Moonlight wrote:hiima3L wrote:If it's even offered anymore, I would strongly recommend Legislation and Stat Interpretation as a 1L elective. I loved the class and it's easily the most useful class I took. I had to draw on some of the stuff I learned in that class today at work.
Buuuuuut it had the most absurd excuse for a final. I got an A so I couldn't complain, but it was just plain ludicrous that it counted as a final for a huge 1L class. 33% of it was identifying verbatim quotations from cases we read.
Do you have the recent list of electives offered for first spring term 1L? Because I thought I read that that FIT class is still offered according to the hastings site?
This semester they are offering FIT, IP, Domestic Violence, Environmental, and Leg/Stat interpretation.
Also, just to throw my $.02, I took tax, loved the class and got an A, and it definitely helped open doors during 2L OCI. Some firms actually had separate interviews just for tax candidates (I recall Orrick and Baker/McKenzie, but there were others), so you could increase your total number of interviews by applying twice (once generally and once "tax only") and a good grade in first year tax definitely opened those doors and provided a viable "back up" in case my main choice had fallen through.
Of course the problem is that I'll never know the counterfactual: if I had the same grade in a different stat class, would I have still gotten the tax screeners?

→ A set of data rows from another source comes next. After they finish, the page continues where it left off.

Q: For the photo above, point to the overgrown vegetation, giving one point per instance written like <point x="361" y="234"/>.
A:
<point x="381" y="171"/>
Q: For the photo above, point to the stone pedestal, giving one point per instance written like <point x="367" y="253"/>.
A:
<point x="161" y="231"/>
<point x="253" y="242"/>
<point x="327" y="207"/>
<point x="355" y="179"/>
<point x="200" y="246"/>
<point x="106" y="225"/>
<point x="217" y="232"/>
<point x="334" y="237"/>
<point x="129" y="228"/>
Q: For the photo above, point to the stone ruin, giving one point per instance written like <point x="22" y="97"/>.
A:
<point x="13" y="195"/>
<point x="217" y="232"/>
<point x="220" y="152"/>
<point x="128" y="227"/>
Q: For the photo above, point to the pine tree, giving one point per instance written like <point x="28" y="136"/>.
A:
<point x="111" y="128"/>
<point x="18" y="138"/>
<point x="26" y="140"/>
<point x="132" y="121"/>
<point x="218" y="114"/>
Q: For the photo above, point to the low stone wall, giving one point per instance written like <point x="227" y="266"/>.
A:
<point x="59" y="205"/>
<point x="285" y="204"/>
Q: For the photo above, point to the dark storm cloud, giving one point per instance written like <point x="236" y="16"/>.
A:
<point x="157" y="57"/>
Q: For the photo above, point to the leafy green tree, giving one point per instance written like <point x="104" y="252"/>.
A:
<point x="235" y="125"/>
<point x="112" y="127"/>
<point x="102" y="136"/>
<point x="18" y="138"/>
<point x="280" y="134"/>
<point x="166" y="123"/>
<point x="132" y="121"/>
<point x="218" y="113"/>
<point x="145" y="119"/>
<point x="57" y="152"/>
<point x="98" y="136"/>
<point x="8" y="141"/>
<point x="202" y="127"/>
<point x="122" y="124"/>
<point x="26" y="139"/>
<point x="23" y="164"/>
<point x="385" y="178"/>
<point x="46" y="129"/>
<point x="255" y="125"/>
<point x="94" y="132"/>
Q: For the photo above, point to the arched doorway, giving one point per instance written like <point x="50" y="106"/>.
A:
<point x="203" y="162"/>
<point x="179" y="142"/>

There's just no way to know.
If anything, you're always better off with higher grades, so just take the stat class that interests you most. That way you'll be more motivated/engaged, improving your odds of scoring well on the final. Saying that a class is easy or hard doesn't really say much; most people think torts is easy, and that's why the curve is killer. By contrast, even if tax is objectively "hard" for most people, that doesn't mean it will be hard for you.